Tech and entrepreneurship is still a painfully unequal world, rife with discrimination.
But solving the problem is difficult given the various forms of discrimination faced by women — especially those of colour. A new report from Berlin-based non-profit Founderland tries to chart all the insidious ways that talent gets excluded.
It makes for grim reading, but here are Sifted’s key takeaways.
1. Even simple things like names can be used to discriminate
In Germany, migration background, religion and even the sound of a person’s name can affect their ability to find a job. Ironically, this can actually be an incentive for people of colour to found their own businesses, according to the Founderland report.
According to a 2018 report by Germany’s Federal Anti-Discrimination Agency, people with non-German-sounding names were 24% less likely than those with German names to be called for an interview.
18% of respondents surveyed for the same report said they were asked if German was their native language, and 15% said they were asked what their religious affiliation was.
"Many individuals in positions of power in Germany, predominantly white men, seem to have a lack of understanding and awareness of the issue of discrimination," says Stephanie von Behr, Founderland’s cofounder and managing director.
They often adopt a ‘colourblind’ approach, failing to recognise the multiple ways in which racism continues to permeate society.
“They often adopt a ‘colourblind’ approach, failing to recognise the multiple ways in which racism continues to permeate society. This lack of acknowledgement and engagement with the topic makes it a difficult and uncomfortable conversation to have, so they push it away,” she adds.
Avoiding these conversations is going to be a problem further down the line, von Behr reckons. Germany needs 400k migrant workers per year to make up for labour shortages.
“And if we don't have the vocabulary or the language or the skills to communicate with people who don't look exactly like us and have exactly the same background, we're going to have a bigger problem than we think,” she says.
2. Exclusive networks remain a significant obstacle for founders
The German startup scene is undeniably homogenous, with many of the top unicorn founders coming from the same, traditionally elite backgrounds — they attended a top-tier university and/or worked at a large, successful company in consulting or investment banking prior to founding.
According to a 2021 study by the Deutscher Startup Monitor, 36.4% of startup cofounders met each other in university, 34.5% were friends already, 28.2% knew each other from a common previous employer and 23% met through a mutual connection.
These networks give founders a leg up which female entrepreneurs of colour, especially those from migrant backgrounds, are typically unable to access. One participant quoted in the Founderland’s study said that a VC told her that getting funded was all about getting warm intros.
“I was like, ‘to get a warm intro, you need to be a part of those circles, and being honest, most circles are still white German men,” she said. “I’m a Black queer working-class woman. I don’t understand how I’m going to get into those circles and get warm introductions.”
3. Hiring more diverse VCs needs to be part of the answer
Less than 0.5% of venture capital goes to women of colour globally — a figure that’s likely not much better in Europe.
More diversity needs to be brought in at VC level, especially among partners, says von Behr.

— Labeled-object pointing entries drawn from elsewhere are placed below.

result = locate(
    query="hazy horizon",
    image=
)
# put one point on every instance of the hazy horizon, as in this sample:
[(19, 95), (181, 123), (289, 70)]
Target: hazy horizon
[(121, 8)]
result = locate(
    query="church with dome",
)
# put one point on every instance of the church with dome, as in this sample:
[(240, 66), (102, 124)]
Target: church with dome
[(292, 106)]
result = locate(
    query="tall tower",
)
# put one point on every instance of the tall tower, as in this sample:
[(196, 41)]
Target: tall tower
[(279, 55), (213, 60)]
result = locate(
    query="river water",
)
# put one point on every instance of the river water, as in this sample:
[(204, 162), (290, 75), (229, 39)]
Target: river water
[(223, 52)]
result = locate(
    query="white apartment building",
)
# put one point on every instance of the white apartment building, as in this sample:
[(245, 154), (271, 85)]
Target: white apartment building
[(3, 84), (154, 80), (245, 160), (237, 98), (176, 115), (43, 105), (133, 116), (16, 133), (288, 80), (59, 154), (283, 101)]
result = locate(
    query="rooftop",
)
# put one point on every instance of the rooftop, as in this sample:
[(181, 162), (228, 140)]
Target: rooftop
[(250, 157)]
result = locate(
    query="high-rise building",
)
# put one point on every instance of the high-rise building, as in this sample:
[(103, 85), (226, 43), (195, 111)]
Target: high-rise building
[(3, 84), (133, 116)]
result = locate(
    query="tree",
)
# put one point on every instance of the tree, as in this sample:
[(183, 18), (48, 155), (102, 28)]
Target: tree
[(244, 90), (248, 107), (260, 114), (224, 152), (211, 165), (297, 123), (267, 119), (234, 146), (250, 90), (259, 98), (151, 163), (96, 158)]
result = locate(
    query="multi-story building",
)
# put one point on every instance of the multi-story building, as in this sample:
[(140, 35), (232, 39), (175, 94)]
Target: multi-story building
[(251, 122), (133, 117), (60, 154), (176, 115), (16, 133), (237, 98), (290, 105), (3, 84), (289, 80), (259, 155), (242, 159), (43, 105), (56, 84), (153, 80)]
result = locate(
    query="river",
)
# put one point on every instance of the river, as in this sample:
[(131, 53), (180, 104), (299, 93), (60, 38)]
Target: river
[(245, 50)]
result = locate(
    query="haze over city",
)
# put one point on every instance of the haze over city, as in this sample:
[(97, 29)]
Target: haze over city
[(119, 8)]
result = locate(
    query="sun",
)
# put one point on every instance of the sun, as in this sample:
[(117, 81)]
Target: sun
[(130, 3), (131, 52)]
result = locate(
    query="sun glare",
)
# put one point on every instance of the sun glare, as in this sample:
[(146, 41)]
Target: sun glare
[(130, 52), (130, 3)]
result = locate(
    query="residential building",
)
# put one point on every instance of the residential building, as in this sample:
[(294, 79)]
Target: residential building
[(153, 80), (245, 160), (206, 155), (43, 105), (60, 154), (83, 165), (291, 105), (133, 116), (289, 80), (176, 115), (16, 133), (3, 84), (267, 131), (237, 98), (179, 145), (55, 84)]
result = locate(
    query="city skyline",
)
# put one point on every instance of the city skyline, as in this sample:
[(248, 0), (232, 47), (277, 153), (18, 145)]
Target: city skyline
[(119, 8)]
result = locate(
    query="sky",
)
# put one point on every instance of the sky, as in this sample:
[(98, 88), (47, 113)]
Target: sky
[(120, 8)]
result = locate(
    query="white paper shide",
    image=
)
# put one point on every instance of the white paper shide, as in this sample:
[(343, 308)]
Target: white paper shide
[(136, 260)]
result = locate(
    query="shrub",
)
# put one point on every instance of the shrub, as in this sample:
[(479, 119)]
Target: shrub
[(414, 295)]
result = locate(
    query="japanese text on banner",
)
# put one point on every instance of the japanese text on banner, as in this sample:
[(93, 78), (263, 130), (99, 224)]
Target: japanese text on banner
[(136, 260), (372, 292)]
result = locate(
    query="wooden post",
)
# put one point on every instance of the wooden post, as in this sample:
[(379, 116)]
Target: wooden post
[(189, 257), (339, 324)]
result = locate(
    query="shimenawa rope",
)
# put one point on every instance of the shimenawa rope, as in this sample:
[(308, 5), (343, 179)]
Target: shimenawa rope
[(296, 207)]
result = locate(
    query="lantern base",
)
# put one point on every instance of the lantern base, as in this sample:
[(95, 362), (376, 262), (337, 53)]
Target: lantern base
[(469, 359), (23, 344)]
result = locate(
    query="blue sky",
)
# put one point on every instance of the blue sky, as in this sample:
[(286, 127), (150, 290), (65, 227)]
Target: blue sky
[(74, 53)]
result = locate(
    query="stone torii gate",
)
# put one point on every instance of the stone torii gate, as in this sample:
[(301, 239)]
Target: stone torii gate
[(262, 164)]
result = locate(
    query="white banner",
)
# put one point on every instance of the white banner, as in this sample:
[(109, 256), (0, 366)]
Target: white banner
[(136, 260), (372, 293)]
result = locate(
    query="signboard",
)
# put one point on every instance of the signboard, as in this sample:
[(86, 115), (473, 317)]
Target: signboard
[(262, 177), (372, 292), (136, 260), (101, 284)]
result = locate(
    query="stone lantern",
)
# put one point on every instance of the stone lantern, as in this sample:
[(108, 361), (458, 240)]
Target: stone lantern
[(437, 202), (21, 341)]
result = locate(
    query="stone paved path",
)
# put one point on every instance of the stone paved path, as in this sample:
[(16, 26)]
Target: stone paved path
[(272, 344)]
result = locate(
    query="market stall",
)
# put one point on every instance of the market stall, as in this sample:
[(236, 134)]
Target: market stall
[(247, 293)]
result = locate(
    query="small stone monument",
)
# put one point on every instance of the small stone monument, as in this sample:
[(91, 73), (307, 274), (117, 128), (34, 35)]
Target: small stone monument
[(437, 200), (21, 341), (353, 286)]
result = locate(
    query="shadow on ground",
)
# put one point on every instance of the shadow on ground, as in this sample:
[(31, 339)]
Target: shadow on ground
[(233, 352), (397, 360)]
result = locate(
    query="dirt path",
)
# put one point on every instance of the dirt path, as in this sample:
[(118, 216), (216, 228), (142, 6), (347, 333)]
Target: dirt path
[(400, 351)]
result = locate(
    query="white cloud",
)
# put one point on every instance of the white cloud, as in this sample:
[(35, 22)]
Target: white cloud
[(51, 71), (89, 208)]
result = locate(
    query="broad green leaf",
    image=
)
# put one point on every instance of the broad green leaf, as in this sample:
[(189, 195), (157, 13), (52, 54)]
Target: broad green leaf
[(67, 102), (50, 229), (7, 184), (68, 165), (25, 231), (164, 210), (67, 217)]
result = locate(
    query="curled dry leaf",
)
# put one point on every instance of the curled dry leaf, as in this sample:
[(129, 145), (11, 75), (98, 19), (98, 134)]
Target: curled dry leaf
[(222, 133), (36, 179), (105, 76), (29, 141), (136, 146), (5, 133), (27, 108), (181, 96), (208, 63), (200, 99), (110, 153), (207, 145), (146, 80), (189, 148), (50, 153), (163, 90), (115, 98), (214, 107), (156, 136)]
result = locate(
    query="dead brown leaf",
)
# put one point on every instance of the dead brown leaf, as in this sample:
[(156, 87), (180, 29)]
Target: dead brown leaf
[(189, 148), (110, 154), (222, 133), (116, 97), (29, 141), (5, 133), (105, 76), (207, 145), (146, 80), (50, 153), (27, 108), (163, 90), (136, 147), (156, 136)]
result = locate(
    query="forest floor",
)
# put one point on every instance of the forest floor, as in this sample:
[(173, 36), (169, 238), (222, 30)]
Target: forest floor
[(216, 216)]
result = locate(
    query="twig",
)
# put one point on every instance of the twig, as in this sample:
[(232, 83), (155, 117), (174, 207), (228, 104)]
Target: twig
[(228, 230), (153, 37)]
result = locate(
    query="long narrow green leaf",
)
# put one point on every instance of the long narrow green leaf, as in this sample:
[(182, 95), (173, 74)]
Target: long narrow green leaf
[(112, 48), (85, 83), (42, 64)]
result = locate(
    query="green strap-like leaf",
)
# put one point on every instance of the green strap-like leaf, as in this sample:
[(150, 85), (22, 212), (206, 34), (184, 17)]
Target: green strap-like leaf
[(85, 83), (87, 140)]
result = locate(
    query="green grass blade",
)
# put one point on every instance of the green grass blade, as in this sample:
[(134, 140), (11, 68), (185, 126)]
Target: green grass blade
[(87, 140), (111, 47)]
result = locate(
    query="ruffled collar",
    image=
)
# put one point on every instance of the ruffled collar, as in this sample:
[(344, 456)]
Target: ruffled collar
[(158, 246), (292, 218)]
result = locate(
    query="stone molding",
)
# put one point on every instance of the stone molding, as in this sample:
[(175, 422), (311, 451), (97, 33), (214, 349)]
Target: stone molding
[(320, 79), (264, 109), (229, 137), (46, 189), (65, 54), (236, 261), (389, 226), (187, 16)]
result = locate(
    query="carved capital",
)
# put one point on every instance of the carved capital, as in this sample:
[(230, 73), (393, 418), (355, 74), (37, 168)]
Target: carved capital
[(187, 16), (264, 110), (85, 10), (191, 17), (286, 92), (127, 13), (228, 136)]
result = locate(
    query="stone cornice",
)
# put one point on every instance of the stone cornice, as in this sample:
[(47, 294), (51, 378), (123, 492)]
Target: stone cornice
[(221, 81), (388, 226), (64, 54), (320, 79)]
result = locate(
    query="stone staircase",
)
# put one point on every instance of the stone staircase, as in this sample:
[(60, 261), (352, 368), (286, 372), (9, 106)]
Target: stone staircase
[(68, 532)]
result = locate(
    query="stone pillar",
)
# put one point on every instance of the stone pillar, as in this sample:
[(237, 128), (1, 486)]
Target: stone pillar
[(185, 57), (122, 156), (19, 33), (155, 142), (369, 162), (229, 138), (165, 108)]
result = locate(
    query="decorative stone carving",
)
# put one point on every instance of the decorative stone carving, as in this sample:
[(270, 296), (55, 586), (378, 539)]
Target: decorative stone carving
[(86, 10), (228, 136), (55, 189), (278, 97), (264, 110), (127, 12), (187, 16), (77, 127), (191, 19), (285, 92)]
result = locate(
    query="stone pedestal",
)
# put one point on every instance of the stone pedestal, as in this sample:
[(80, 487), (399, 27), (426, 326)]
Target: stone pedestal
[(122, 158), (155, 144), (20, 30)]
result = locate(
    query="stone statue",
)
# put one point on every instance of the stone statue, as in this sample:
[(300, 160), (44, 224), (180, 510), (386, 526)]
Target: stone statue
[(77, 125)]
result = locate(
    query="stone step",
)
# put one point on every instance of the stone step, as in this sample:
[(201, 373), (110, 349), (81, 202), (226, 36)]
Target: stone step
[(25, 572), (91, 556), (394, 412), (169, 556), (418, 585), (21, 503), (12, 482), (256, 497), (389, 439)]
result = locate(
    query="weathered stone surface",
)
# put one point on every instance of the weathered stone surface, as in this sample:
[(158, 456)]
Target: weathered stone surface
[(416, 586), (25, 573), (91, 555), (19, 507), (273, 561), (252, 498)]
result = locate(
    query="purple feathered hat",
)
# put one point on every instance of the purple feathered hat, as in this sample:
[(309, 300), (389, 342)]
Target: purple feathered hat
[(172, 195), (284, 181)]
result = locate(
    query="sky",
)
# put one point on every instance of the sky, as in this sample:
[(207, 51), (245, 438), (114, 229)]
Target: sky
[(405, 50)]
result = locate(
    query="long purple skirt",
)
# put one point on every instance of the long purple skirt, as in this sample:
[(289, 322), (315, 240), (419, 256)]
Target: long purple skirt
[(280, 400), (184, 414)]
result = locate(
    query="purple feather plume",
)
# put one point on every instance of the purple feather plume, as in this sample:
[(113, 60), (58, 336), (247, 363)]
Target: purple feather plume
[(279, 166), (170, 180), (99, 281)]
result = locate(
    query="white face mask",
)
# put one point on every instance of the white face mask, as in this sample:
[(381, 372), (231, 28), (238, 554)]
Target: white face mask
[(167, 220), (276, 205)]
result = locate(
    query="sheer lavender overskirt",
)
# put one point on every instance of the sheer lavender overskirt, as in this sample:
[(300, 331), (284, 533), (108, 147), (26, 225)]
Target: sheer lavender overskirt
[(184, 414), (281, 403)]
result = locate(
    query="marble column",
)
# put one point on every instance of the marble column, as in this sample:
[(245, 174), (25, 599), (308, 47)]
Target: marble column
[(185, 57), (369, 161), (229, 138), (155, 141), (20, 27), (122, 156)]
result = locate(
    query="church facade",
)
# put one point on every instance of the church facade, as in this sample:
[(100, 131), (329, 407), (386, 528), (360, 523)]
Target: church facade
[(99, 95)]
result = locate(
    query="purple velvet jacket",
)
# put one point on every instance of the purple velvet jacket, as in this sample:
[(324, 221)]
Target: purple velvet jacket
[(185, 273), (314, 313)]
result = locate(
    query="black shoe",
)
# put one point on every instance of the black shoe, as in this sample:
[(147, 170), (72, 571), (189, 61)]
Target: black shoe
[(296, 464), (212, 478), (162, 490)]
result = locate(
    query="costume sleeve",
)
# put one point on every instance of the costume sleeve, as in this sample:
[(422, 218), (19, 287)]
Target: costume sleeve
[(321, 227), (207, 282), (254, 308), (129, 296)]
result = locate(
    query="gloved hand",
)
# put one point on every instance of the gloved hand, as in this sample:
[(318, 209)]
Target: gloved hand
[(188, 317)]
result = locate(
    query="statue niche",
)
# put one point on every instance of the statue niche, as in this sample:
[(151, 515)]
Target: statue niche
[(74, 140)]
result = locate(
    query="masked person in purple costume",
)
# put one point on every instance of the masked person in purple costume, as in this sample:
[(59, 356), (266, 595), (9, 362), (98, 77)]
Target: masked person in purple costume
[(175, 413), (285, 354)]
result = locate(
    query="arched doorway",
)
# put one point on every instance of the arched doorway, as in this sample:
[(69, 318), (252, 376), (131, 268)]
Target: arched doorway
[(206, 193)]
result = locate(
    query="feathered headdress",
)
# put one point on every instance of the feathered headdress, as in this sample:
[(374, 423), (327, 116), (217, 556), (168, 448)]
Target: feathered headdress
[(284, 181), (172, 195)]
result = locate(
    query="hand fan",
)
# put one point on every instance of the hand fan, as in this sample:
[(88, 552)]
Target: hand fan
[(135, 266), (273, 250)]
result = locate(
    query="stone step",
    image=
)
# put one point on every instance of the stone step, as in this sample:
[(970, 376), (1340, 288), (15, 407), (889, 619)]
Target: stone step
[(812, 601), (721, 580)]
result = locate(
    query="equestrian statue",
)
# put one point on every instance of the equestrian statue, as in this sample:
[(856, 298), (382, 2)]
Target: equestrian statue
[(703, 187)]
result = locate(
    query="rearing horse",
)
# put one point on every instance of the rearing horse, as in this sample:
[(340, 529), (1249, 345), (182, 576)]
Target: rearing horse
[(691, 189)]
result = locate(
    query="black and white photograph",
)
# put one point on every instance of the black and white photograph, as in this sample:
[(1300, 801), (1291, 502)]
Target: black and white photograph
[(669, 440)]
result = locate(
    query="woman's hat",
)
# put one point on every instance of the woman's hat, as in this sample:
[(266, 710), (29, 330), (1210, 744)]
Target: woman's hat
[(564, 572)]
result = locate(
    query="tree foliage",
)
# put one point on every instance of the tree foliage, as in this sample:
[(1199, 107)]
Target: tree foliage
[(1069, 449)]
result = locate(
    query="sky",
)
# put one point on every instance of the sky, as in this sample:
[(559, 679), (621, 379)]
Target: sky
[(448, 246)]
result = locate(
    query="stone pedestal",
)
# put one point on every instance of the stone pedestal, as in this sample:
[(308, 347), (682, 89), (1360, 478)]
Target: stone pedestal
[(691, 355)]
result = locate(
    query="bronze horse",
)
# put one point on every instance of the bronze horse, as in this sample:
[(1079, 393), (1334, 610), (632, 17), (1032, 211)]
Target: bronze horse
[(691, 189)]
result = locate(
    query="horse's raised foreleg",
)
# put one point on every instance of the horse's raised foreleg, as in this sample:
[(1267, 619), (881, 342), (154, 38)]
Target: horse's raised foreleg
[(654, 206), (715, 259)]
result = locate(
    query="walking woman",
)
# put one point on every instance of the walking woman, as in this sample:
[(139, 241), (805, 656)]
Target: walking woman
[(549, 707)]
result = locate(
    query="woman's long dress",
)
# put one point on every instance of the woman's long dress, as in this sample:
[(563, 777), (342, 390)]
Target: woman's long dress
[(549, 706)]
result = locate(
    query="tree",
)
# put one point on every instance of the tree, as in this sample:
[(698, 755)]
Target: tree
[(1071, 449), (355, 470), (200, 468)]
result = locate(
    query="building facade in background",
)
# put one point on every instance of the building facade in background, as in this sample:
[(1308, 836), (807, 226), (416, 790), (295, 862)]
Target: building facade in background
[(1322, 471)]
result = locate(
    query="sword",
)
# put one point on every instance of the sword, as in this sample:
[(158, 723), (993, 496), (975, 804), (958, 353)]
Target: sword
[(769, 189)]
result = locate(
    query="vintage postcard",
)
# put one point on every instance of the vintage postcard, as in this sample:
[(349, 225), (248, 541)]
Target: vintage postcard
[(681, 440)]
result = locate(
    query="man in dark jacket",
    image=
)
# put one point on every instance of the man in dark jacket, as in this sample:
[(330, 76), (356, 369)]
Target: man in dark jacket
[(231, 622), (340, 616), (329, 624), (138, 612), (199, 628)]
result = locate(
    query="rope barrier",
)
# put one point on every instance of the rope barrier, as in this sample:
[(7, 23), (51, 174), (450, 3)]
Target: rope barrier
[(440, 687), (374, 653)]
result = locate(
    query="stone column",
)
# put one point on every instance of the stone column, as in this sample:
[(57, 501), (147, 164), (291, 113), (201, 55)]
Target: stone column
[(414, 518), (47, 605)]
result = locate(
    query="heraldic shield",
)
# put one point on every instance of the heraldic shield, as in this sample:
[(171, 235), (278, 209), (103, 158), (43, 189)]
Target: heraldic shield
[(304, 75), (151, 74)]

“Research shows that VCs invest in founders who have a similar socio-economic, educational, class, race, gender, sexuality profile and about 80% of VCs are white men,” she says.
Building a more equitable ecosystem would also involve VCs investing outside of "benchmark profiles", which typically include things like a founder's educational background, professional experience and personal networks, as well as the industry or market in which the startup operates.
Using these profiles helps investors make decisions about who to invest in and how much, but they can result in a lack of diversity in the startups selected for funding.